Проснувшись, она поняла, что пропустила обед. Как странно – прошлой ночью она, как и всегда, спала долго и хорошо, хоть Генри, как обычно, ворочался и храпел. Даже и вспомнить не выходило, когда в последний раз ей случалось заснуть посреди дня – разве что в детстве, по указке взрослых. Насколько Маргарет запомнила, ей ничего не приснилось – на два с небольшим часа она просто выпала из течения жизни. «Это все потому, что я расслаблена», – думала Маргарет, не вполне отваживаясь допустить следующую мысль. «Это все облегчение»; «это красивая большая кровать» (Генри спал плохо и всегда настаивал на небольших кроватях – и она давно не спала по-другому); «это моя новая одежда»; «это солнце и горный воздух».

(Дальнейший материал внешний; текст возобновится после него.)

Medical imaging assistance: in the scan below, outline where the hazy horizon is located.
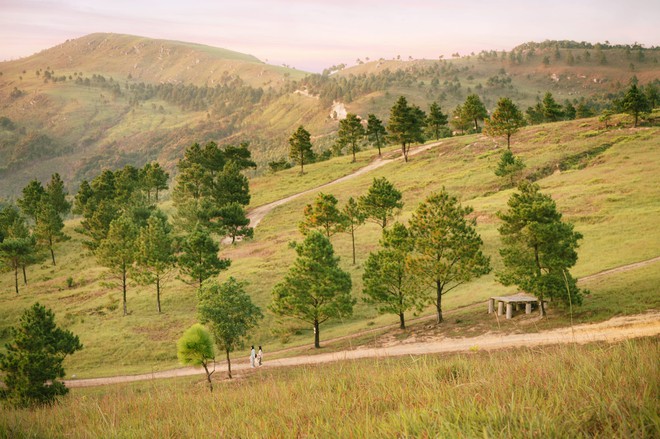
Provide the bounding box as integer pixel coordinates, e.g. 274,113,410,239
0,0,660,72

Особого голода Маргарет не испытывала, но понимала: если не съесть что-то сейчас, в привычное для организма время, потом она об этом пожалеет. Все равно еще предстояло прогуляться за марками всё для писем. Она застегнула куртку, подняла воротник рубашки, нанесла на губы тонкий слой помады и спустилась вниз, чувствуя себя странно во всех отношениях, но не плохо. Архитектура санатория для своего возраста сохранилась на диво прилично. Перила широкой лестницы поддерживали медные балясины – каждая при этом представляла статуэтку некой лесной нимфы, полуженщины-полудерева. Квадратный зал с высокими тонкими готическими окнами переливался многоцветьем из-за расписных витражей, изображавших все тех же нимф.

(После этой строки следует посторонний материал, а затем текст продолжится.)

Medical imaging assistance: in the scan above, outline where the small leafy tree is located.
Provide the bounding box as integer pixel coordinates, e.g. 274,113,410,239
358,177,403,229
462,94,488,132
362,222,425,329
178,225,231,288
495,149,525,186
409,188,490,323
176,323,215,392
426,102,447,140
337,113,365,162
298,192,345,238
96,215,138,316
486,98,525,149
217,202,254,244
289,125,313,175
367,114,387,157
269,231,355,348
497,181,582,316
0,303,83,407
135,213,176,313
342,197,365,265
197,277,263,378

Она почти ожидала, вспоминая опыт в других европейских отелях, что кто-нибудь вот-вот подбежит и станет допытываться, почему она пропустила внесенный в счет обед, за который она бы все равно заплатила, по заведенному в их с Генри семействе принципу. Но здесь никто не стал заниматься подобными глупостями. Строго говоря, и некому было – даже стойка регистрации пустовала. И не слышно было пения птиц – хотя большие парадные двери стояли широко открытыми, отчего вестибюль напоминал храм. Снопы света, проходящие сквозь окна, заставляли нимф из витражей блуждать по белоснежным полотнам мощеного плиткой пола.
Маргарет подумала, что, даже пусть она и собиралась пообедать, вряд ли в этом получится преуспеть. При этой мысли она почувствовала себя какой-то опустошенной.
Она понадеялась, что застанет кого-нибудь на террасе – как когда впервые увидела подъезд к санаторию, – но и там никого не оказалось. Застыв на лестнице и глядя во все глаза на бескрайнее море залитой солнцем зелени – вид, несомненно, чарующий, пусть и слегка безрадостный, – она подставила лицо забравшемуся в самую вышину солнцу. В лесу оказалось очень даже тепло, и Маргарет, сняв куртку, заняла один из ярких стульев террасы, не зная, как быть дальше. Она заметила, что почти все окна в здании были широко открыты; вероятно, следствие санаторной функции курхауса. Еще она обратила внимание, что через террасу – и к этой, и к противоположной сторонам подъездной дороги – ведет тропинка, выходящая из леса по правую руку и уводящая в чащобы по левую.
Почему-то ей сразу вспомнились антикварные часы с движущимися фигурками. Вернее, не сами часы, а маленькая их деталь – стальной рельс, по которому фигурки ездят, если механизм завести.